Gaussian Naive Bayes Classifier - Formulation of Weights

496 Views Asked by At

I'm trying to understand this lecture not on how Gaussian naive Bayes classifier was derived: ohio state CSE 788.04.

I'm not sure how the weights are derived on equation 17, 18, 19.
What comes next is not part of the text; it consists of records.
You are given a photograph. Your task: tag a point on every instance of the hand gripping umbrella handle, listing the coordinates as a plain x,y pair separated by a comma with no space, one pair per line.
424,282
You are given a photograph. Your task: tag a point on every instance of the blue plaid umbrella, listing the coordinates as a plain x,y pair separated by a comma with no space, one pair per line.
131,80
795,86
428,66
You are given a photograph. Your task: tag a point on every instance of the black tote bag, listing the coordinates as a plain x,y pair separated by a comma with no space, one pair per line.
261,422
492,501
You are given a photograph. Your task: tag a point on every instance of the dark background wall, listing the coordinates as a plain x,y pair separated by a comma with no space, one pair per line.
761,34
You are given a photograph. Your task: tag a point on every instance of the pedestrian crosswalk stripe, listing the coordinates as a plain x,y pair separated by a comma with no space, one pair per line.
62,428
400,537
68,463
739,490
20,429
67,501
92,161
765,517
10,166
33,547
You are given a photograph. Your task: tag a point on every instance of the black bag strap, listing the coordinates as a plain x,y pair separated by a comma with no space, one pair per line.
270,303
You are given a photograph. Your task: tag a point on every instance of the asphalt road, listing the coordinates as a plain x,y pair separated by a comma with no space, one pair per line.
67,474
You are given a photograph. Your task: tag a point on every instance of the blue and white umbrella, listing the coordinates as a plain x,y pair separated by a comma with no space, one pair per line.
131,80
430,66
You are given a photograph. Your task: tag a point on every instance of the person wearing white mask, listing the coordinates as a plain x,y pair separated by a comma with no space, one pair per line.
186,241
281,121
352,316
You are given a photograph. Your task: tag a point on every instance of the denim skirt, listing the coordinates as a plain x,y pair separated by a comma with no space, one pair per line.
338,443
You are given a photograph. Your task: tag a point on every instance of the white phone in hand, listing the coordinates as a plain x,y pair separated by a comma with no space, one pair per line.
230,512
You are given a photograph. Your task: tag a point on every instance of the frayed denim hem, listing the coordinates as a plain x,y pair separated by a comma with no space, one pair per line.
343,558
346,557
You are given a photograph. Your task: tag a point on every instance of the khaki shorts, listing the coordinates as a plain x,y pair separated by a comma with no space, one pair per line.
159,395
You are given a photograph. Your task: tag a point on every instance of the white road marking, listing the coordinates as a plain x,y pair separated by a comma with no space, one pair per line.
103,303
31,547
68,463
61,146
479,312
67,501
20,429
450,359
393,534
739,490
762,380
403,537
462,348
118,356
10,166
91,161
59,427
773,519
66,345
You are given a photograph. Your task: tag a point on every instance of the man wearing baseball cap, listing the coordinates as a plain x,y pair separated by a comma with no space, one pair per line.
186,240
$$P=(Y=1|X)=\frac{1}{1+exp(ln\frac{1-\pi}{\pi}+\sum_i{\frac{\mu_{i0}-\mu_{i1}}{\sigma^2_i}X_i+\frac{\mu^2_{i1}-\mu^2_{i0}}{2\sigma^2_i})}}$$

Somehow is equivilant to :

$$P(Y=1|X)=\frac{1}{1+exp(w_0+\sum^n_{i=1}w_iX_i)}$$

Where:

$$w_i=\frac{\mu_{i0}-\mu_{i1}}{\sigma^2_i}$$

$$w_0=ln\frac{1-\pi}{\pi}+\sum_i\frac{\mu^2_{i1}-\mu^2_{i0}}{2\sigma^2_i}$$

I'm not sure why the weights are formulated. For each weight that is not the intercept, $w_i$, then weights are the difference of mean a Gaussain distribution $X_i$ when $Y=0$ and $Y=1$'s probability divided by $X_i$'s standard deviation. I'm not sure if I quite understand that?

2

There are 2 best solutions below

0
On BEST ANSWER

Here, his intention is not to derive the weights in a any specific form.
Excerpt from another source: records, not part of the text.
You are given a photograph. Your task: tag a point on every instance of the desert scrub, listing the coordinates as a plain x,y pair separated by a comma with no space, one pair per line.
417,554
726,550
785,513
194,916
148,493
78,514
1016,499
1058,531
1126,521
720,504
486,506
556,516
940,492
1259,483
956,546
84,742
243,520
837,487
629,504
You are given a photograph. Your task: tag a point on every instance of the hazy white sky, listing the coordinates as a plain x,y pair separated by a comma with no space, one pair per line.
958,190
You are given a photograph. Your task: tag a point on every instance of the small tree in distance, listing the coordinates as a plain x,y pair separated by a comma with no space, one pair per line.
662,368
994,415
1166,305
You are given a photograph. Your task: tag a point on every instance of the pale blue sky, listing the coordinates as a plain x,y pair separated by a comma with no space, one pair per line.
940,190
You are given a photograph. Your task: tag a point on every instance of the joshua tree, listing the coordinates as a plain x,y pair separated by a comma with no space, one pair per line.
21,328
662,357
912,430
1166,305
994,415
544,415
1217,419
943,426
His only objective is to show that the Logistic model(a discriminative model) can be obtained from Naive Bayes, a generative model. Because he has assumed normality for $X_{i}$'s, the class conditional distributions become Normal distributions for each $X_{i}$. Pugging these densities into the Bayes rule(equation-5) and simplifying, he was able to show that the logistic function can be obtained from Naive Bayes. The weights for the variables $X_{i}$s are obtained as in the stated form, as a part of algebra and nothing else. It has no statistical significance.
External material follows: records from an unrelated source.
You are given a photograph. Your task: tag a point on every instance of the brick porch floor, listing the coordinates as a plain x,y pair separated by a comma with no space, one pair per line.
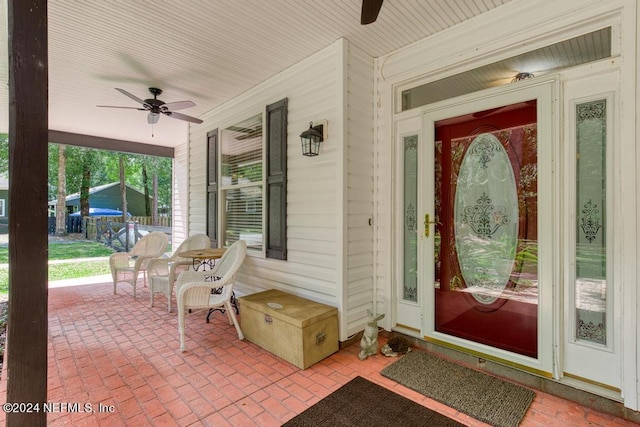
113,350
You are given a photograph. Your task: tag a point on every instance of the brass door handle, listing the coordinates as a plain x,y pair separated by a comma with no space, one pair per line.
428,222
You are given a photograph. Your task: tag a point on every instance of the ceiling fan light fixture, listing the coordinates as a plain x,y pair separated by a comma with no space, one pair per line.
522,76
153,118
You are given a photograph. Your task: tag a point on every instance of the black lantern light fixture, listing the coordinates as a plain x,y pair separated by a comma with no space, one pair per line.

He has clearly mentioned towards the end of that section(page 3), the reason for using the discriminative model over the generative model.

1
On

The argument in the exponential function is

\begin{equation} \ln \left( \frac{1-\pi}{\pi} \right)+\sum_{i=1}^{n} \left( \frac{\mu_{i0}-\mu_{i1}}{\sigma_i^2}X_i + \frac{\mu_{i1}^2 - \mu_{i0}^2}{2\sigma_i^2} \right). \end{equation}

Note that the summation is over both fractions, since there are terms in both that depend on $i$. The above can then be written as

\begin{equation} \ln \left( \frac{1-\pi}{\pi} \right)+\sum_{i=1}^{n} \frac{\mu_{i0}-\mu_{i1}}{\sigma_i^2}X_i + \sum_{i=1}^{n} \frac{\mu_{i1}^2 - \mu_{i0}^2}{2\sigma_i^2}. \end{equation}

Rearranging, we get \begin{equation} \underbrace{\ln \left( \frac{1-\pi}{\pi} \right)+ \sum_{i=1}^{n} \frac{\mu_{i1}^2 - \mu_{i0}^2}{2\sigma_i^2}}_{w_0} + \sum_{i=1}^{n} \underbrace{\frac{\mu_{i0}-\mu_{i1}}{\sigma_i^2}}_{w_i}X_i, \end{equation}

which gives the expressions for the weights.